Poker News Daily

Encore Boston Harbor, MGM Springfield Want to Relaunch Craps, Roulette

Need that revenue to flow again

Encore Boston Harbor and MGM Springfield have asked the Massachusetts Gaming Commission for the go-ahead to open up their craps and roulette tables. The Commission will consider the request, scheduled to have a virtual meeting to discuss the matter at 10:00am Thursday.

“We appreciate the Gaming Commission’s consideration of our request as we progress through a phased reopening with the health and safety of our employees and guests at the forefront of any decisions,” said MGM Springfield.

According to MassLive.com, the two casinos specifically asked about craps and roulette, but not poker. The Commission, will, however, also discuss poker during Thursday’s meeting.

The state has one other casino, Plainridge Park, but it is a slots-only facility.

Massachusetts casinos slow to ramp up

After shutting down because of the COVID-19 pandemic in mid-March along with the rest of the casinos in the United States, Massachusetts casinos were among the last to reopen. MGM Springfield reopened July 10; the other two welcomed back customers a few days prior.

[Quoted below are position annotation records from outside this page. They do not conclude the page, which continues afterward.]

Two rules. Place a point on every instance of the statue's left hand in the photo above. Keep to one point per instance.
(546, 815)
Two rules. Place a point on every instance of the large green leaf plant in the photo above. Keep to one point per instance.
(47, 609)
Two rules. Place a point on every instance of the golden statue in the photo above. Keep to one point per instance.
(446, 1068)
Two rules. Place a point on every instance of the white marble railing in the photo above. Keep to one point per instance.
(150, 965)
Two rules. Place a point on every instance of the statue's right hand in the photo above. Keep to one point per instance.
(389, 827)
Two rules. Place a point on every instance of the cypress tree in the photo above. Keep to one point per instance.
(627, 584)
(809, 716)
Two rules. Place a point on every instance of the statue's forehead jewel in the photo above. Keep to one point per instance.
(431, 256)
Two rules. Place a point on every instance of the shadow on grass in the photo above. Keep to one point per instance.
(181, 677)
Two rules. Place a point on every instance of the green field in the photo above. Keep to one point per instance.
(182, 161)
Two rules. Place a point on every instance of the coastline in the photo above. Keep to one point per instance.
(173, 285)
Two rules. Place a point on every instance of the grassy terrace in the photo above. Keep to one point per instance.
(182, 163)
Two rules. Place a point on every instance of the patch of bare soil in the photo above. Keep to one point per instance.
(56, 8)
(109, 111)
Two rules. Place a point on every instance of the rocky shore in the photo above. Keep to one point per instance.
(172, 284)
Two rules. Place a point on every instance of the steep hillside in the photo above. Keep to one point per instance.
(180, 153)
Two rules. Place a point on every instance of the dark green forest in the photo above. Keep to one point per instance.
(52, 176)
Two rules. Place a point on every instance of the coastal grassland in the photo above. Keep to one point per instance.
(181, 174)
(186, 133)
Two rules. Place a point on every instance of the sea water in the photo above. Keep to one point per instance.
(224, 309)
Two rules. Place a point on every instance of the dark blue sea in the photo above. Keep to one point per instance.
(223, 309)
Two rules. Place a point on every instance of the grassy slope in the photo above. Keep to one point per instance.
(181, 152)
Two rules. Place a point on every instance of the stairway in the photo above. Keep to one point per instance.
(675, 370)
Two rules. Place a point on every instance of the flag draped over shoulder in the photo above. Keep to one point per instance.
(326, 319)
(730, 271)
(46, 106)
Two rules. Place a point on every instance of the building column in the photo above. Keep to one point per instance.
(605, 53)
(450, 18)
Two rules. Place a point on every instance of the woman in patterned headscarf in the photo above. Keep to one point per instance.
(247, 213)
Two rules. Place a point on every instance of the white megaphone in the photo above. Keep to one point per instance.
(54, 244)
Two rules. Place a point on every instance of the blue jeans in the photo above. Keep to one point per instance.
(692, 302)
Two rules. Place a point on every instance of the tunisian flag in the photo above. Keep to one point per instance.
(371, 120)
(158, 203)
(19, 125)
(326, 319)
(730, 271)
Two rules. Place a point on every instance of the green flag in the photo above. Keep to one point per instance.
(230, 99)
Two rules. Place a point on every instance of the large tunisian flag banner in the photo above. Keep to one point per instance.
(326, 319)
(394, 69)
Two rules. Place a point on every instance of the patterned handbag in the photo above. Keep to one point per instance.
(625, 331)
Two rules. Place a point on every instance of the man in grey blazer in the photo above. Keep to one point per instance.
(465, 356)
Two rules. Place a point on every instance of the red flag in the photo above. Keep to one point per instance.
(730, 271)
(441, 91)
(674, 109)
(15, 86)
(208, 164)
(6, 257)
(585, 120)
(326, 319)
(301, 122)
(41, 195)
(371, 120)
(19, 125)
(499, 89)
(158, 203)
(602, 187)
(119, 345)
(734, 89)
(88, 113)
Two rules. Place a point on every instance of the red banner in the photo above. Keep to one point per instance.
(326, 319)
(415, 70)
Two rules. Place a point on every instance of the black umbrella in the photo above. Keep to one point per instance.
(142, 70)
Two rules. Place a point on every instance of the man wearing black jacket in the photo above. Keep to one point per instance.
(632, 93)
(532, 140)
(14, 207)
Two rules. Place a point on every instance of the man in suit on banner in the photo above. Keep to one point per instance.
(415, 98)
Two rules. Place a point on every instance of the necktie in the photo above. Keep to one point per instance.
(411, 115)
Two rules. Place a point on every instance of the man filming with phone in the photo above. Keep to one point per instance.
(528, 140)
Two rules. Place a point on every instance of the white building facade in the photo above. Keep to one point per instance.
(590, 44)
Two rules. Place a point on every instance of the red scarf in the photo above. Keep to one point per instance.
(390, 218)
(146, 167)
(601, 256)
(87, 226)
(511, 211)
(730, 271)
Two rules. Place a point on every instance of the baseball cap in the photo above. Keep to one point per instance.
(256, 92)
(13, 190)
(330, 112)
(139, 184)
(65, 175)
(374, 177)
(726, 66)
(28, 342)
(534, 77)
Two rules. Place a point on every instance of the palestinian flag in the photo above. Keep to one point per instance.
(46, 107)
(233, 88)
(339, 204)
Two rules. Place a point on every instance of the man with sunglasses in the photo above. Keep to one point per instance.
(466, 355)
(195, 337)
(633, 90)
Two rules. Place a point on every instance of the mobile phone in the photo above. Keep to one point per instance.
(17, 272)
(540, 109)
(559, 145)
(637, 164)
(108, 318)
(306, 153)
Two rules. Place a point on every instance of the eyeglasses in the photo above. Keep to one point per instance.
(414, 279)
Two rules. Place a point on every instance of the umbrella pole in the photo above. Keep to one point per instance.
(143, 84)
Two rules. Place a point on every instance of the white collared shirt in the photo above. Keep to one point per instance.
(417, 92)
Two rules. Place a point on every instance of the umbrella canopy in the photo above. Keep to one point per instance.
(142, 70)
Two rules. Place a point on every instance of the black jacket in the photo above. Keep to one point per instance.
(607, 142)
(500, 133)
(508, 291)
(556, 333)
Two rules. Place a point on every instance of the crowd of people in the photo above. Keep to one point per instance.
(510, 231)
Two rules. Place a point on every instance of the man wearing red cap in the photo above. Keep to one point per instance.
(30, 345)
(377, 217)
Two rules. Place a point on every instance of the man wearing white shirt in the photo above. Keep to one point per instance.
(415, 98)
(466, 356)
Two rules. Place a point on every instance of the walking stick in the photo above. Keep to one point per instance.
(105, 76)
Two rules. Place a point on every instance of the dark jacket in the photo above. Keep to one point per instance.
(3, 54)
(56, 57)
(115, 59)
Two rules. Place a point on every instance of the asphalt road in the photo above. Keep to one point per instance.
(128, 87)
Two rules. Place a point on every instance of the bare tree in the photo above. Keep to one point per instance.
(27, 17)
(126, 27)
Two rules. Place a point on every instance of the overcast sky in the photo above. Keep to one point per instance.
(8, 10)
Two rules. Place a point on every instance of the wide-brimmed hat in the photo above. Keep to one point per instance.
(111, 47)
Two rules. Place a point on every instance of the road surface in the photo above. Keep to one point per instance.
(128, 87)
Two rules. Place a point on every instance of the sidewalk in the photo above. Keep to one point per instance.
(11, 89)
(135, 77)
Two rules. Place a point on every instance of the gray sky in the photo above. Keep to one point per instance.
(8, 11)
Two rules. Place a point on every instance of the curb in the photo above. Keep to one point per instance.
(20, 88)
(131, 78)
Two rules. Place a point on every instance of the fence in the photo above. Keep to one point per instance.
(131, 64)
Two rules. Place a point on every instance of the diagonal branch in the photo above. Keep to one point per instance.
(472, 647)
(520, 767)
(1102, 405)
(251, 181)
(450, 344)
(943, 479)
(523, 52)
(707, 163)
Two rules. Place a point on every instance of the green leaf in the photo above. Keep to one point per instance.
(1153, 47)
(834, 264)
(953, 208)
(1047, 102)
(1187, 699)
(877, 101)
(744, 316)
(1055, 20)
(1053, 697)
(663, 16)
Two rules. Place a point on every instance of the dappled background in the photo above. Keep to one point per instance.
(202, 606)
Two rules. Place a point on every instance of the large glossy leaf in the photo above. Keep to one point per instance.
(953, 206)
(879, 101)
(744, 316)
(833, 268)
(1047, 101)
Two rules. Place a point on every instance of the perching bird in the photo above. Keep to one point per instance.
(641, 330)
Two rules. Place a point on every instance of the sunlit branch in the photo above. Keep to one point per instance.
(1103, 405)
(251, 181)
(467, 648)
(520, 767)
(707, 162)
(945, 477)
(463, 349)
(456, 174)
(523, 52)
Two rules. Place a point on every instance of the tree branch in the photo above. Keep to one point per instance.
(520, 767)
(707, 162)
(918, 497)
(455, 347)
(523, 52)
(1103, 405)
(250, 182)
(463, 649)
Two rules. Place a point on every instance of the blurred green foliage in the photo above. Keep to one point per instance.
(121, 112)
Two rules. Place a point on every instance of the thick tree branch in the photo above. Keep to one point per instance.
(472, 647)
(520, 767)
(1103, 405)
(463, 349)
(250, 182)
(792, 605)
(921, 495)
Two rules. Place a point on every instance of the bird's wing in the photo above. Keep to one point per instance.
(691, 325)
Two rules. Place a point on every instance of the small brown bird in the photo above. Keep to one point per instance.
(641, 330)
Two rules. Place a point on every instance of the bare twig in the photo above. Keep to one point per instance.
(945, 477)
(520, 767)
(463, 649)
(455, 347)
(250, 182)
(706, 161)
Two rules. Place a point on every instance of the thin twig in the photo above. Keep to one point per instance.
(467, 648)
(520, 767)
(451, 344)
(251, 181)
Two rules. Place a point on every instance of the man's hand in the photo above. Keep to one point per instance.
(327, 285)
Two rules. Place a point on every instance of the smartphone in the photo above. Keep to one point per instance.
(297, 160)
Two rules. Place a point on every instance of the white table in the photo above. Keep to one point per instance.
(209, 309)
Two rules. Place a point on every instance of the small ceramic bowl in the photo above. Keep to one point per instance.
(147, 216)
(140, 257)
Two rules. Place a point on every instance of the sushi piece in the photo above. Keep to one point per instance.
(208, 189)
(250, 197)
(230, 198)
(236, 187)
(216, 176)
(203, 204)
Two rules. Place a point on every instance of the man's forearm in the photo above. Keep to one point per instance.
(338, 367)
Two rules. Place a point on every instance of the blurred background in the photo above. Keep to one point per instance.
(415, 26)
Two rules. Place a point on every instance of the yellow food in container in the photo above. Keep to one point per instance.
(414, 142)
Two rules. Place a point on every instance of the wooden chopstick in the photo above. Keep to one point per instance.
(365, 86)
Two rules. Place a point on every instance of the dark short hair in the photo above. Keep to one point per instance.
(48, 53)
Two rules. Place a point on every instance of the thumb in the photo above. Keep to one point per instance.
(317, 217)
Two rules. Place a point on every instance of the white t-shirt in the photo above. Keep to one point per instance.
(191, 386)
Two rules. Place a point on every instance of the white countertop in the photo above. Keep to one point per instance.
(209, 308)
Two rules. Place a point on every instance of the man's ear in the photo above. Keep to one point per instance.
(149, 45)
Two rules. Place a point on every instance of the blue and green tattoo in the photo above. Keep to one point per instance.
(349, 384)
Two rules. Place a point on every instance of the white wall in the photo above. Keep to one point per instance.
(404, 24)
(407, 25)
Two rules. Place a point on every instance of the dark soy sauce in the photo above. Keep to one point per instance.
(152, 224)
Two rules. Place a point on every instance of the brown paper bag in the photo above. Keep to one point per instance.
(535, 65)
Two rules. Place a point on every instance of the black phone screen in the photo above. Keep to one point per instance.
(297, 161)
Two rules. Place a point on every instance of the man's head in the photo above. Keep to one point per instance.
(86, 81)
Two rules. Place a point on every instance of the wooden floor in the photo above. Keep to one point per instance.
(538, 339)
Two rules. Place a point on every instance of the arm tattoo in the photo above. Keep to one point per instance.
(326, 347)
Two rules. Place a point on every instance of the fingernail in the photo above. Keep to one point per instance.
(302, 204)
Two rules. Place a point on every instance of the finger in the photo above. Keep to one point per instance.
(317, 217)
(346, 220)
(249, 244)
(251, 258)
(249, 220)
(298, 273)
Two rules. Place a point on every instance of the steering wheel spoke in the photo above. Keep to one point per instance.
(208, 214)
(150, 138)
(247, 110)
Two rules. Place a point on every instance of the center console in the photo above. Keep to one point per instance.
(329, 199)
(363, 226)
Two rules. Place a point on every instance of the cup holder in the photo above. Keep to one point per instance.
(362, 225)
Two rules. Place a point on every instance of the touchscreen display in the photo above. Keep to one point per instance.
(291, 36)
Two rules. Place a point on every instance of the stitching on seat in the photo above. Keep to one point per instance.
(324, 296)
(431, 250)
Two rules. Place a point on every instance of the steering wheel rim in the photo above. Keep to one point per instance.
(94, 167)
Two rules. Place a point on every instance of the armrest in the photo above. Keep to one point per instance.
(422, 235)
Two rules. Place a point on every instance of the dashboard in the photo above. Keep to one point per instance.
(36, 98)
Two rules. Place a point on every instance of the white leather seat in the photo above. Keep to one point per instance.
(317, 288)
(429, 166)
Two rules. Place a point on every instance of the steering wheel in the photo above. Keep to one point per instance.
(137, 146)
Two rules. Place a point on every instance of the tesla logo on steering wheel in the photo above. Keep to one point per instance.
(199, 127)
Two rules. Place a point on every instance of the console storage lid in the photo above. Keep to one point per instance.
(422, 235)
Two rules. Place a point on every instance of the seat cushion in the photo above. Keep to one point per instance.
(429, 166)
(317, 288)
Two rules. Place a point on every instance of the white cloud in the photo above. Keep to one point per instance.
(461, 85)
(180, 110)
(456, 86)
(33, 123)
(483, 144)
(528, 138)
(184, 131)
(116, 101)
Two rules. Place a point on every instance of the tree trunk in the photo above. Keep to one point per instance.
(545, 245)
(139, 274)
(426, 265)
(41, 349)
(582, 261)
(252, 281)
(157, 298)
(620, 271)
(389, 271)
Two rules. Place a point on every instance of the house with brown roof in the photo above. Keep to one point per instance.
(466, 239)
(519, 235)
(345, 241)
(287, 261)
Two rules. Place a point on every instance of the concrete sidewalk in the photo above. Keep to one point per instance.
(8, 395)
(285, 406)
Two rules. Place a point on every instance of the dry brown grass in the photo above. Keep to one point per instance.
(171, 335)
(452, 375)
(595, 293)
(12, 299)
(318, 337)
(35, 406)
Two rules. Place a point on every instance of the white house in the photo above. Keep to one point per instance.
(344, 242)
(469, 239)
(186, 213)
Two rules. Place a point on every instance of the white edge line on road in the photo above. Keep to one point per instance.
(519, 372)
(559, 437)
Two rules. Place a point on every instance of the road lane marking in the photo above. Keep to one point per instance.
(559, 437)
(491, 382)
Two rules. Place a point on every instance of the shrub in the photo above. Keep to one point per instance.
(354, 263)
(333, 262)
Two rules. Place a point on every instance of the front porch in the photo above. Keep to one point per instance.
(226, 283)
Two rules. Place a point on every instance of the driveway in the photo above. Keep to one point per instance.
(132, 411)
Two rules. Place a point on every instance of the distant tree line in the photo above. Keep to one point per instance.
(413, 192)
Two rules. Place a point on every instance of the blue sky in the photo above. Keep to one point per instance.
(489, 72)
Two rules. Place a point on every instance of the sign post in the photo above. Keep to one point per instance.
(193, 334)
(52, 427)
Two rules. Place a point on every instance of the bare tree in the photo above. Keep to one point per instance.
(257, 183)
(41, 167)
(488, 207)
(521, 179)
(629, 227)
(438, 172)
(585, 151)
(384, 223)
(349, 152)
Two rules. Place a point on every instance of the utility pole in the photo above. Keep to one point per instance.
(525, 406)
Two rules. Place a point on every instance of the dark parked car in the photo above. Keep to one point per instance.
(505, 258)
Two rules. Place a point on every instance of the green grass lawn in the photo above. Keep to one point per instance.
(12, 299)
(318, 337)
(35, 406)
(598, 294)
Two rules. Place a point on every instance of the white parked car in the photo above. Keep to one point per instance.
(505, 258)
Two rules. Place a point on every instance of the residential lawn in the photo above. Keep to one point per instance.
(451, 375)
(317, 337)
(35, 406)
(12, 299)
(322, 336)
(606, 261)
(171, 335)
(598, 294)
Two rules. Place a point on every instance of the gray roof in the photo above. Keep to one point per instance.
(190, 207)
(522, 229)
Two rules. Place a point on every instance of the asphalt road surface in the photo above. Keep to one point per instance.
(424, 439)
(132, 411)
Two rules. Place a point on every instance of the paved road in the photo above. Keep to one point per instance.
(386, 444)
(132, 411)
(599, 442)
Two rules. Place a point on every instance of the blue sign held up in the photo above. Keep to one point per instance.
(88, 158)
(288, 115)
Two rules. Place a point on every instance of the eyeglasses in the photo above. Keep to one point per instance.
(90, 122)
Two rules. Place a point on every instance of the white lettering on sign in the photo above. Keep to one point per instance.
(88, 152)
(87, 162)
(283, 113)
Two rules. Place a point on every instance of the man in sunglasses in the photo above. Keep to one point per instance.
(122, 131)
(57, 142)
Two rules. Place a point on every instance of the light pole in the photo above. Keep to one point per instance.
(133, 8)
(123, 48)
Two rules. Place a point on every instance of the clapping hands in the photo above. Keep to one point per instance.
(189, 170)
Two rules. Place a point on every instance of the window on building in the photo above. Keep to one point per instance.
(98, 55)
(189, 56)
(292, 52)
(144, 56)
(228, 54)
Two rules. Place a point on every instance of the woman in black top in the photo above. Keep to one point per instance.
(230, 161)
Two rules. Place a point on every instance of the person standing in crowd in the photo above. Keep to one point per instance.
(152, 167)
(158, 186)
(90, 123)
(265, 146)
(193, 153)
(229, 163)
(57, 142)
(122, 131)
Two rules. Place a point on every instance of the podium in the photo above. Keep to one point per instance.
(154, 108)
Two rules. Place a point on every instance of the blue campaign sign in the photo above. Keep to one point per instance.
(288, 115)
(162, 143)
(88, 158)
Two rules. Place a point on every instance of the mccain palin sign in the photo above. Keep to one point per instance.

Casinos were required to implement a slew of health and safety protocols, including social distancing. The reason craps and roulette tables have been blocked off is because those are larger tables that support more players. Those games draw crowds. They are also games in which players and casino staff are frequently leaning over and reaching across the table. Even with everyone wearing masks, craps and roulette simply don’t lend themselves to social distancing.

MGM Springfield said that it will have plexiglass barriers installed at the craps and roulette tables to enforce social distancing and protect those at the games, just as they do with their other table games.

Poker is a similar situation. Short-handed games could possibly work, but full poker tables are arguably the riskiest gaming tables in the casino. Players are in close quarters, touching chips and cards, and poker is also a game where people tend to play for several hours at a time. All that time sitting in a room near lots of other poker players is something the novel coronavirus would very much approve of.

If I had to guess, I think the Gaming Commission will approve the request to open up craps and roulette tables, provided measures are in place to keep everyone safe. Massachusetts’s COVID-19 have been looking pretty solid lately, with daily new cases above 500 just a handful of times in the past two months.

Poker will stay closed. Plus, poker is not a particularly profitable gaming segment for casinos, so I would be surprised if MGM and Encore pushed for it at all. Additionally, with the casinos only allowing about one-third of its normal customer capacity inside at any given time, it may be hard for them to get enough traffic to even make reopening their poker rooms worth it.